Intelligence Applies Ethics to Artificial Intelligence
Transparency and integrity are two key principles headlining the list of artificial intelligence (AI) ethics released by the Office of the Director of National Intelligence (ODNI). This list, released in combination with an AI ethics framework for the community, represents the first strike by the ODNI to apply guidance to the development and use of AI in the intelligence community.
The Principles of Artificial Intelligence Ethics for the Intelligence Community is brief and lists six core principles. In addition to respecting the law and acting with integrity while being transparent and accountable, AI use is to be objective and equitable; secure and resistant; informed by science and technology; and have human-centered development and use. These principles will guide AI use and development activities with the private sector, the public, the legal system and the intelligence community at large, according to the publication.
These principles buttress the Artificial Intelligence Ethics Framework for the Intelligence Community, which aims to “prevent unethical outcomes,” according to the framework. The framework is a self-described “living document,” and it calls for periodical reviews of how AI is being used to avoid “any undesired biases or unintended outcomes.”
One noteworthy aspect of the framework is that it poses many of the challenges to be addressed as questions. These would be answered by those procuring, incorporating and managing AI, and their answers would promote ethical design of AI in intelligence, states the framework.
The framework breaks down its questions into 10 query areas. “Mitigating Undesired Bias and Ensuring Objectivity” is the area that receives the greatest focus, with three paragraphs defining its importance and six questions for AI implementers. Other areas focus on understanding goals and risks; legal obligations and policy considerations governing AI data; human judgment and accountability; AI testing; accounting for AI builds, versions and evolution; documentation of purpose, parameters, limitations and design outcomes; and transparency, to include explainability and interpretability.
One area that offers little text but plays a significant role in virtually every aspect of intelligence AI is stewardship and accountability, particularly for training data, algorithms, models, output of models and documentation.

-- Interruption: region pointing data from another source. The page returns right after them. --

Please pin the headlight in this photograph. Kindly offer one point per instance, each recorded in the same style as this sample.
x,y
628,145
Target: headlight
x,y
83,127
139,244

The framework declares that, before AI is deployed, it must be clear who will have the responsibility for the continued maintenance, monitoring, updating and decommissioning of the AI. Questions posed largely break down this issue into more specific areas, including who is accountable for the ethical considerations during all stages of the AI lifecycle. This area also asks who will be responsible for addressing concerns that AI no longer meets this ethical framework, and which actions that person could, or will, undertake to remedy the shortcoming. These actions could range from modifying or limiting the use of AI or even stopping it completely, the framework offers.